June 8, 2006
By Jessica Cuffman
Imagine being the seventh person in your family to graduate from the same college.
Commercial photography student Celeste Elliott will be that person this week, as she participates in Ohio University's graduate commencement.
Elliott's family history at Ohio began with her grandfather, Rush Elliott, who entered the university in 1920. After leaving for a brief stint to earn his doctorate from the University of Michigan, he returned to Ohio in 1930 to become the first assistant professor in zoology. He accelerated through the ranks at the university, eventually serving as dean of University College and director of the summer school. He retired in 1973 and died in 1981.
Through the work and love of his former students, the Elliott Professorship was created to honor him. The professorship recognizes Ohio University biological sciences professors who carry on its namesake's legacy of outstanding teaching and student advising.
Elliot's grandfather began the family legacy at Ohio, followed by her grandmother and then her father and his two sisters graduating from the university. A cousin and Elliot make up the third generation of Bobcats in her family.
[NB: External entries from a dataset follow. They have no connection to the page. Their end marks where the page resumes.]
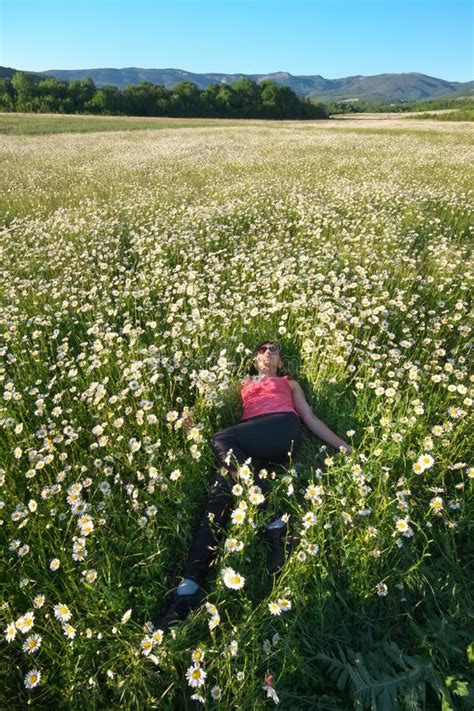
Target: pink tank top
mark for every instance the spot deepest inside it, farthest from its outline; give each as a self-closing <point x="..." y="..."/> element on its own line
<point x="266" y="396"/>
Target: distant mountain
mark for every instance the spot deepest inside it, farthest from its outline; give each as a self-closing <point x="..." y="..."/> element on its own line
<point x="408" y="87"/>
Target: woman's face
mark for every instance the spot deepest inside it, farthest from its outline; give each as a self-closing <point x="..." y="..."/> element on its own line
<point x="267" y="359"/>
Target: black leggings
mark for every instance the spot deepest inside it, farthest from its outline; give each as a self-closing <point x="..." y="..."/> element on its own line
<point x="266" y="439"/>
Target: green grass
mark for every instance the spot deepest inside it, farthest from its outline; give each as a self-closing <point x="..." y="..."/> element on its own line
<point x="137" y="268"/>
<point x="44" y="124"/>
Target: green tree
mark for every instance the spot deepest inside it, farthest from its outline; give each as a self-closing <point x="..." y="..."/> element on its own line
<point x="107" y="100"/>
<point x="81" y="91"/>
<point x="7" y="95"/>
<point x="25" y="90"/>
<point x="185" y="100"/>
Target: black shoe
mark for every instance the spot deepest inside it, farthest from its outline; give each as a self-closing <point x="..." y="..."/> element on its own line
<point x="276" y="548"/>
<point x="180" y="607"/>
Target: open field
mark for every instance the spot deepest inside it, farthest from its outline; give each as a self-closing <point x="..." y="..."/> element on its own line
<point x="138" y="270"/>
<point x="42" y="124"/>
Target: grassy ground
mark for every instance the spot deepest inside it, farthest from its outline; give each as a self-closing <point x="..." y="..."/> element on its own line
<point x="138" y="271"/>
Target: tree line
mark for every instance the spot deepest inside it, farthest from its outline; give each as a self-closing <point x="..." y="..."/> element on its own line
<point x="242" y="99"/>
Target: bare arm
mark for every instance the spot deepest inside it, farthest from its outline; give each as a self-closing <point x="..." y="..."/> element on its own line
<point x="315" y="425"/>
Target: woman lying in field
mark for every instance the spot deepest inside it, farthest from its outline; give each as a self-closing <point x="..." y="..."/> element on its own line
<point x="274" y="406"/>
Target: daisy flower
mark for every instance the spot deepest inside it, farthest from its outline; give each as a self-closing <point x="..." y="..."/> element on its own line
<point x="274" y="608"/>
<point x="157" y="636"/>
<point x="38" y="601"/>
<point x="90" y="575"/>
<point x="232" y="580"/>
<point x="214" y="621"/>
<point x="25" y="622"/>
<point x="426" y="460"/>
<point x="32" y="643"/>
<point x="216" y="693"/>
<point x="146" y="645"/>
<point x="198" y="655"/>
<point x="32" y="679"/>
<point x="238" y="516"/>
<point x="195" y="676"/>
<point x="10" y="632"/>
<point x="69" y="631"/>
<point x="284" y="604"/>
<point x="62" y="612"/>
<point x="437" y="503"/>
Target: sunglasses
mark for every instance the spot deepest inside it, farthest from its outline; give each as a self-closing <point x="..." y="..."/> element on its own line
<point x="273" y="349"/>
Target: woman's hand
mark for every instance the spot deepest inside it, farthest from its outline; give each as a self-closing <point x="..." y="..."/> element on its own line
<point x="346" y="448"/>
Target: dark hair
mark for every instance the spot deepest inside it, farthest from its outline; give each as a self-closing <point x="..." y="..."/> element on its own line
<point x="253" y="370"/>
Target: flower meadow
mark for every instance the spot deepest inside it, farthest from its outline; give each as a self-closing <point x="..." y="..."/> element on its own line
<point x="139" y="268"/>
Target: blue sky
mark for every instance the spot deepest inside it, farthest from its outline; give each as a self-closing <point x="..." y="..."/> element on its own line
<point x="334" y="38"/>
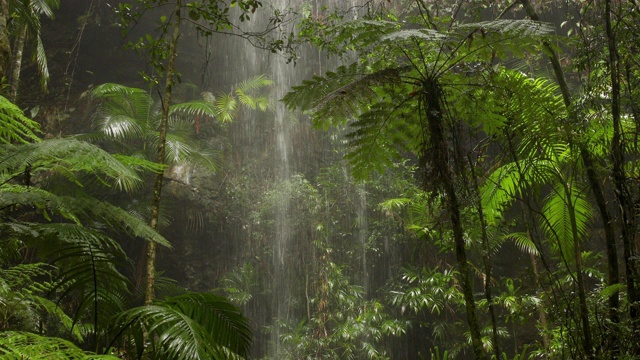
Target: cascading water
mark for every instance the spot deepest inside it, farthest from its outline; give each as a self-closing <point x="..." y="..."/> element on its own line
<point x="265" y="150"/>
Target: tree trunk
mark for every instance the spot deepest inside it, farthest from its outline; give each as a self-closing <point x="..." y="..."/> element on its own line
<point x="5" y="46"/>
<point x="162" y="137"/>
<point x="16" y="63"/>
<point x="486" y="259"/>
<point x="592" y="177"/>
<point x="623" y="195"/>
<point x="438" y="152"/>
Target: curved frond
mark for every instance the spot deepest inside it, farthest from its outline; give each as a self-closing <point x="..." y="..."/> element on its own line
<point x="23" y="345"/>
<point x="14" y="126"/>
<point x="194" y="108"/>
<point x="341" y="94"/>
<point x="68" y="156"/>
<point x="41" y="59"/>
<point x="524" y="242"/>
<point x="560" y="209"/>
<point x="511" y="27"/>
<point x="78" y="210"/>
<point x="190" y="326"/>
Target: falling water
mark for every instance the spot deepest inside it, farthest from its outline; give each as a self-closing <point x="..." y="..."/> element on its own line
<point x="274" y="133"/>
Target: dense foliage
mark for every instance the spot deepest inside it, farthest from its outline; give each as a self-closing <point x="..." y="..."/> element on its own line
<point x="457" y="180"/>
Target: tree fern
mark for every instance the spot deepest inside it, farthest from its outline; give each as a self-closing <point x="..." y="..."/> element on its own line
<point x="23" y="345"/>
<point x="15" y="127"/>
<point x="190" y="326"/>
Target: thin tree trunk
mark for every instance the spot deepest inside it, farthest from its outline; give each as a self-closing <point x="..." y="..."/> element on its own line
<point x="5" y="45"/>
<point x="157" y="188"/>
<point x="592" y="178"/>
<point x="486" y="259"/>
<point x="587" y="342"/>
<point x="444" y="177"/>
<point x="16" y="63"/>
<point x="622" y="192"/>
"If I do have kids, I would love for them to come to Ohio University. I plan to try to push my brother's kids toward Ohio. It'd be great to have a fourth generation here," she says.
Celeste didn't always think she'd come to Ohio University. She was looking at art schools when she discovered Ohio's School of Visual Communication. She went on to earn her undergraduate degree in photojournalism and has one year completed toward her master's degree in commercial photography.
This summer, she plans to return to her hometown of Salem, Ohio, to work on her thesis and perform assistant photography work. In the fall, her plan is to move to a New York apartment and find assistant work there, eventually opening her own studio.
However, she's going to miss this classic college town.
"Athens is so much like a home to me – and the university? I can't say enough about how great it's been to be in Viscom. The attention you get from professors, and beyond the classroom, it's the people," she said.
The "family atmosphere" is one of the things she will miss the most.
"If I had gone anywhere else, to an art school or a larger university, I just wouldn't have had that. There's so much collaboration among the students," she said.
Jessica Cuffman is a student writer for University Communications and Marketing.